Publik tidak butuh basa-basi politik atau pembelaan kader yang absurd. Publik menuntut satu hal: pemecatan Nurdin dan proses Pergantian Antar Waktu (PAW) secepatnya. Ini bukan lagi soal citra partai, ini adalah soal penyelamatan marwah demokrasi. Jika PKB gagal bertindak tegas, maka mereka secara sadar mendeklarasikan diri sebagai partai yang mentolerir kekerasan dan menempatkan loyalitas buta di atas integritas. Ini akan menjadi bunuh diri politik yang akan diingat sejarah sebagai momen ketika PKB memilih melindungi seorang perusak daripada menjaga kehormatan bangsa.
Ultimatum untuk Nurdin: Turun Tahta atau Dikenang Sebagai Aib
Untuk Nurdin, tidak ada lagi ruang untuk negosiasi atau pembelaan. Setiap detik ia masih menduduki kursi terhormat itu adalah sebuah penghinaan bagi rakyat Bima dan preseden buruk bagi masa depan politik daerah. Ia telah gagal total.

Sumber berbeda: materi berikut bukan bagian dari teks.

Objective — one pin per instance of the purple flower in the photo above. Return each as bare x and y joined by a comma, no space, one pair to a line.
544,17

Maka dari itu, hanya ada satu jalan keluar yang tersisa jika ia masih memiliki sepotong kecil rasa malu: mundur secara sukarela. Turun dari panggung yang telah ia nodai dengan tangannya sendiri. Namun, jika ia memilih untuk bertahan, maka publik, sejarah, dan akal sehat akan menyeretnya turun secara paksa. Ia tidak akan dikenang sebagai politisi, melainkan sebagai monumen kebodohan, sebuah catatan kaki yang memalukan dalam sejarah demokrasi Bima. Seorang yang datang dengan mandat rakyat, namun pulang dengan cap “Perusak Aset Rakyat”. Panggung ini bukan untuk ototmu, Nurdin. Panggung ini untuk otak, yang sayangnya telah kau gadaikan untuk amarah sesaat. Mundurlah.